Aunque el archivo .o contiene instrucciones que el procesador reconoce, no es un programa ejecutable por sí mismo. Le falta una estructura fundamental que los sistemas operativos requieren para ejecutar un programa. Por ejemplo, en sistemas Linux, los ejecutables en formato ELF incluyen información sobre el espacio de memoria necesario, el tamaño de la pila y del heap, entre otros detalles. En Windows, los archivos .exe son aún más complejos, ya que pueden contener iconos, cadenas y otros recursos embebidos.
Para convertir estos archivos objeto en un programa ejecutable, necesitamos la etapa de enlazado. El enlazador, que en sistemas Unix suele ser ld y forma parte de Binutils, toma todos los archivos .o que componen nuestro programa y los une, resolviendo referencias entre funciones y variables, y añadiendo la estructura necesaria para que el sistema operativo reconozca el archivo como un ejecutable válido.
Podemos realizar el enlazado usando GCC directamente, pasando los archivos objeto como argumentos. Por defecto, el ejecutable resultante se llama a.out en sistemas Unix o a.exe en Windows con MinGW, aunque podemos cambiar el nombre con la opción -o. Por ejemplo:
gcc -o hello hello.o
También es posible compilar y enlazar en un solo paso, pasando directamente los archivos fuente a GCC:
gcc -o hello hello.c
GCC se encargará de realizar todas las etapas necesarias para generar el ejecutable final.
Cuando trabajamos en proyectos con múltiples archivos fuente, como en un programa que consta de empleados.c, sueldos.c y main.c, podemos compilar todo junto con:
gcc -o empleados empleados.c sueldos.c main.c
En este proceso, GCC compila cada archivo fuente por separado a código objeto y luego enlaza todos los objetos para crear el ejecutable final. Sin embargo, compilar todo de nuevo cada vez que hacemos un cambio puede ser ineficiente, especialmente en proyectos grandes.
Por eso, es recomendable compilar primero cada archivo fuente a su correspondiente archivo objeto con -c:
gcc -c main.c
gcc -c sueldos.c
gcc -c empleados.c
De esta forma, si modificamos solo uno de los archivos, solo necesitamos recompilar ese archivo y luego enlazar todos los objetos para obtener el ejecutable. Esto ahorra tiempo de compilación.
Para automatizar este proceso y evitar tener que escribir manualmente todos los comandos, podemos usar herramientas como make. Make permite definir reglas que indican cómo compilar cada archivo y cómo enlazarlos, de modo que solo recompila lo que ha cambiado y enlaza automáticamente. Esto es especialmente útil en proyectos con muchos archivos y dependencias.

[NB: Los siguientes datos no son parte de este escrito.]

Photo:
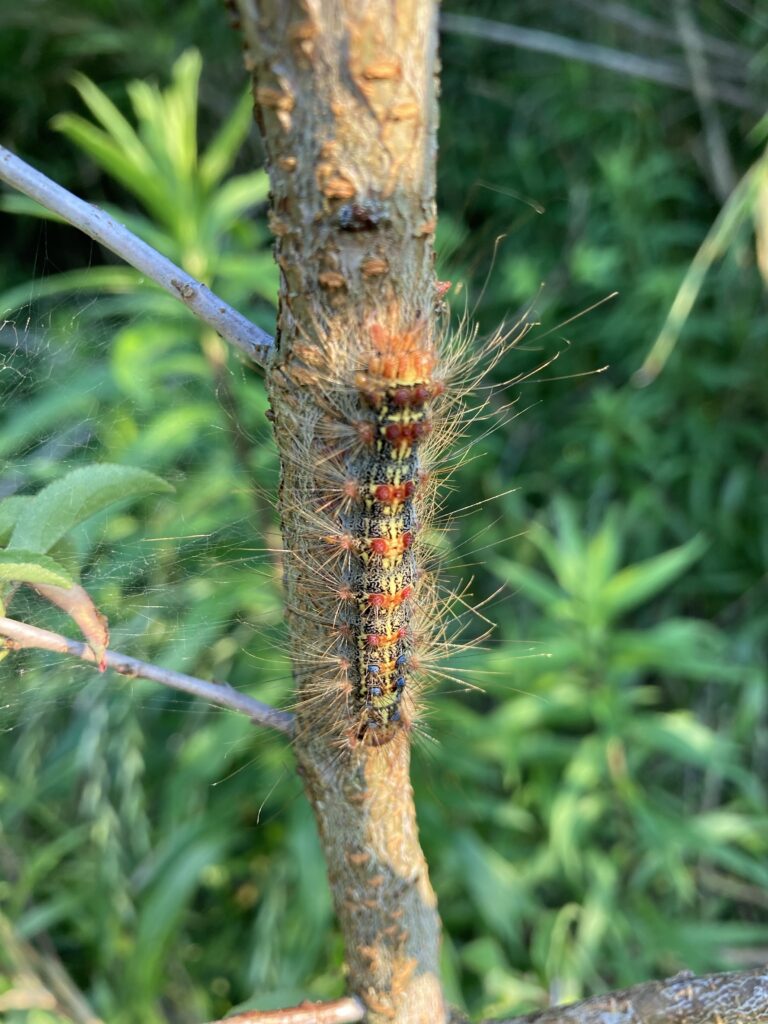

En resumen, el flujo completo desde el código fuente hasta el ejecutable implica preprocesado, compilación a ensamblador, ensamblado a código objeto y finalmente enlazado. Entender cada etapa y cómo manejar los archivos .o nos permite optimizar el proceso de compilación y trabajar de forma más eficiente en proyectos complejos. Además, aprovechar herramientas como make facilita enormemente la gestión de compilaciones en proyectos con múltiples archivos.